Why doesn't multithreading over a vector/array lead to data race?

Hi All,
I under stand the following function will lead to undefined behaviour

s=0   

Threads.@threads for ja in 1:1000

global s+=ja

end

as each thread is modifying the same variables at the same time.

But why doesn’t the following code lead to data race (OR does it)?

s=zeros(100,200,300)   

Threads.@threads for jc in 1:300
 for ja in 1:100, jb in 1:200

    s[ja,jb,jc]+=10

end
end

My confusion is that in the above code, for each thread, it is still accessing and modifying the variable s in my memory, and different threads are doing it at the same time, what is specifically different from the first example? There must be something difference between a variable that is a scalar (the first case), and a vector (the second case) that I miss.

My guess was that in the second example, within each thread, it is only accessing and updating a slice of s, s[:,:,jc], but not the whole s variable. Is that why the second case doesn’t lead to ill behaviour?

Each task only accesses its own “private” view of your array, s[:,:,jc]+=10 so your code is data-race free.

2 Likes

In other words:
Say you have 3 threads available, your index variable jc is running for
thread1: 1:100
thread2: 101:200
thread3: 201:300
so every thread is working on s on its own index space.

It’s because of how memory works. The first example, s += ja, translates to two memory operations. Loosely, “fetch the integer (8 bytes), the value of s”, then “add ja”, then “store the result back into s”.

If two threads fetch s simultaneously, they get the same value. They update it, and store the result. They can’t really store simultaneously, one will store first, then the other will store its value, so the first updated value will be lost.

Now, in your vector example, the same fetch-update-store thing happens, but two different threads will access different memory locations because they have different jc. That is, each thread does not fetch and store the entire vector, only the particular location determined by ja, jb, jc. So there is no conflict.

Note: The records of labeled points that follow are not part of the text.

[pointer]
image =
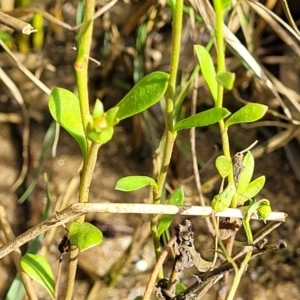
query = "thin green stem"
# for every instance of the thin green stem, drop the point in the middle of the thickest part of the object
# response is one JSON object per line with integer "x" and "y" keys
{"x": 81, "y": 70}
{"x": 221, "y": 68}
{"x": 85, "y": 182}
{"x": 170, "y": 135}
{"x": 81, "y": 64}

For some types of vectors, in particular BitVector, this is different. A BitVector is a vector of bits. The bits are packed, i.e. 64 bits are stored in an UInt64. When you have a bv = BitVector(rand(Bool, 128)), it’s stored as two UInt64s. However, you can access individual bits with bv[23] or bv[78], but memory can’t be fetched or stored bit by bit. You have to handle at least a whole byte (8 bits). So if you do e.g. a bv[23] ⊻= true to flip bit 23, behind the scenes the first UInt64 is fetched, the 23rd bit is flipped, and the entire UInt64 is written back. So you get the same problem as with your scalar update, different threads may happen to access the same memory location, i.e. the same UInt64.

2 Likes

Yes, and the other loop has been explained.

This is bad in any language, and not just because of global. I confirmed a data-race either way, but first I didn’t, was running in default single-threaded mode…

Then this is actually safe but maybe shouldn’t be considered ok code, because it only manifests with threading, and if you want it safe there too then you need to not annotate it.

I’m actually thinking this is worse, because if you have an outer loop in another function maybe then calling that one would neither be safe I believe, but likely only for with a global variable.

Should Julia error, at compile time, on such a code referencing a (global) scalar? Even for single-threaded with the annotation?

Note that in the generic case this could be perfectly valid code without any races because (the type of) s could be thread safe. For example, the + method could be implemented using a lock.

2 Likes